Sénégal-Santé : Guéguerre entre médecins et paramédicaux

Si les attaques des médecins contre les paramédicaux persistent, tous les actes médicaux délégués seront gelés ou boycottés, a menacé Mballo Dia Thiam, ce vendredi, lors d’un point de presse tenu à Dakar.

 » Ce gel serait lourd de conséquences, car le Sénégal ne dispose pas de plus de 2000 médecins dans le public pour 14 millions d’habitants » souligne le SG du syndicat Sutsas, en réaction à la sortie des médecins syndicaux du Sames.

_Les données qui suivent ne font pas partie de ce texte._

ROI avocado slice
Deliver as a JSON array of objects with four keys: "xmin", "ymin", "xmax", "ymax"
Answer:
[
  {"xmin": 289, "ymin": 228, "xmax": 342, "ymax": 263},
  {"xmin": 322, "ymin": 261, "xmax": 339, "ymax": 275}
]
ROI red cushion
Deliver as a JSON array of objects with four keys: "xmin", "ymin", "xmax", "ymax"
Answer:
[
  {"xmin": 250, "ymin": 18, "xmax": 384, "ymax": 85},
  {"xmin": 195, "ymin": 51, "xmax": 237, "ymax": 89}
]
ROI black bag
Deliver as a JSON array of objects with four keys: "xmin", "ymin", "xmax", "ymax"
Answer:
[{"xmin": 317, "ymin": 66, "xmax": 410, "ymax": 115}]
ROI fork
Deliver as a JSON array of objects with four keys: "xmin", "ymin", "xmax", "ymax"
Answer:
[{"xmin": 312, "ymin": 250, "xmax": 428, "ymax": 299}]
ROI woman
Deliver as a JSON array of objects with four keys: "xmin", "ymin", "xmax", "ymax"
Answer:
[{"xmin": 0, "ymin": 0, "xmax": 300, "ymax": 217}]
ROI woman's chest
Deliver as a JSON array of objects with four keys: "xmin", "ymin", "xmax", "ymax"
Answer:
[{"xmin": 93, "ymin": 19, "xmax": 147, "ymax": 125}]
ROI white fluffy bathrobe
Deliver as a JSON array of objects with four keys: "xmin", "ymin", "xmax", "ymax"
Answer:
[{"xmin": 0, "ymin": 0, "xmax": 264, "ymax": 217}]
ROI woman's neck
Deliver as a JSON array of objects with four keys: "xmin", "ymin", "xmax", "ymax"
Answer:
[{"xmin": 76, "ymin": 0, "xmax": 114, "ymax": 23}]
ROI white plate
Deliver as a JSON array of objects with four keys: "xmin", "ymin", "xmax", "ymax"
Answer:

Il note que la surprise des populations et des travailleurs a été grande de voir un groupuscule de médecins aigris devant les médias, versant dans la démagogie et la surenchère, défendre docteur Moussa Diaw, celui qui, par des agissements a bloqué le système sanitaire durant un an avec des indicateurs de santé au plus bas niveau de l’échelle.

En, effet en mars 2016, le Dr Diaw chef du district sanitaire de Diofior avait expulsé Mr Abdou Gackou, superviseur des soins de santé primaires, en ordonnant de sceller son bureau. Le médecin reprochait à son infirmier une faute d’exercice illégale de l’échographie, ayant entraîné des conséquences sur une patiente. Mais, selon Mballo Dia Thiam, il y a aucun texte qui interdit les infirmiers de faire une échographie, après une formation.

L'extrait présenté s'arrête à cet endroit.